Son fortunas que desvergonzadamente disfrutan los descendientes, pero todo el país clama para que los millones atesorados con afrentosa indignidad regresen adonde nunca debieron salir.

El tirano bosteza mientras los atemorizados habitantes con voz casi inaudible por temor a ser escuchados lo llaman tirano, déspota, arbitrario, Nerón, cacique, Pinochet, autócrata, nazi, dominador, perezjimenista, pensamiento único y a estos odiosos vocablos opone una sola palabra: ¡democracia!, suficiente para echarle en cara su incapacidad para organizar y encauzar una vida mejor sin tener que agobiar a nadie.

Lo repudiamos y no nos rebelamos porque tememos su crueldad apoyada en las armas militares. Es lo que explica que algún oscuro teniente coronel, comandante de un Batallón de Paracaidistas, alcance el poder asestando un violento golpe de Estado; mediante elecciones fraudulentas o por algún inesperado percance político.

Un psiquiatra de Google, el argentino Marcos Aquinis, afirma que el tirano “ignora la piedad y el perdón, que considera signos de peligrosa debilidad o derrota. Jamás se pone en el lugar del prójimo, al que, en general, desprecia cuando no le sirve. Considera que merece que todo le pertenezca. Por eso se dedica a confiscar los bienes ajenos. Y no lo frena el pudor al mentir, en especial cuando asegura que ayuda a los pobres y débiles. Pero los pobres siguen siendo pobres, para constituir su ejército ciego, ignorante, que lo apoya para continuar atornillado en el poder. Dice que gobierna para todos, pero es mentira, porque margina sin clemencia a quienes no bajan la cabeza ante él ni doblan la rodilla. Le fallan las percepciones debido a la omnipotencia de su mente inmadura. Su soberbia requiere una reiterada convalidación por parte de los aduladores, que deben servirle halagos como si fuesen el pan de cada día. Es un negador tenaz de la realidad, a la que le impide que llegue a su retina” y por allí sigue el google argentino y mientras enumera las atrocidades del déspota, la historia ve desfilar bajo una luz cenital a los civiles “manos duras” o a los que visten uniforme militar saqueando países, impidiendo sus avances. Es lo que sucede desde los tiempos del  conquistador, de los expedicionarios, gobernadores, capitanes generales,  aristócratas de la Colonia y héroes de la Independencia hasta llegar a Ezequiel Zamora y los caudillos sin origen.

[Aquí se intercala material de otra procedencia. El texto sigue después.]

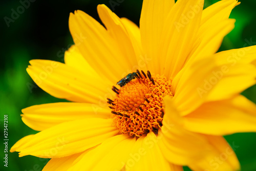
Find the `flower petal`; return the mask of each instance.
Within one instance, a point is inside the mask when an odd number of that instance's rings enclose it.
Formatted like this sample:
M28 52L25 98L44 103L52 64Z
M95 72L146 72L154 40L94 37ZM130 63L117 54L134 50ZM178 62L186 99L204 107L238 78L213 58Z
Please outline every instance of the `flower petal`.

El gobernante de “mano dura” (¡Juan Vicente Gómez las mantenía enguantadas!) disfruta sosteniendo una corte de adulantes que en el país venezolano cambian de nombre en la medida en que se suceden los tiranos.

Bajo el régimen despótico del socialismo del siglo XXI llaman “enchufados” a los que en otro tiempo se conocían como chupamedias. Y siempre resultan ser muchos porque existen los que contribuyen activamente para que el autócrata tome el poder y los que quieren y apoyan a las dictaduras. El ávido civil o el innoble militar que se degrada a sí mismo apoyando al caudillo de turno desnudan a la democracia para flagelarla a su antojo. El déspota  sonrió complacido cuando escuchó el ruego del fino poeta que al verlo le suplicó: ¡Ordene, comandante!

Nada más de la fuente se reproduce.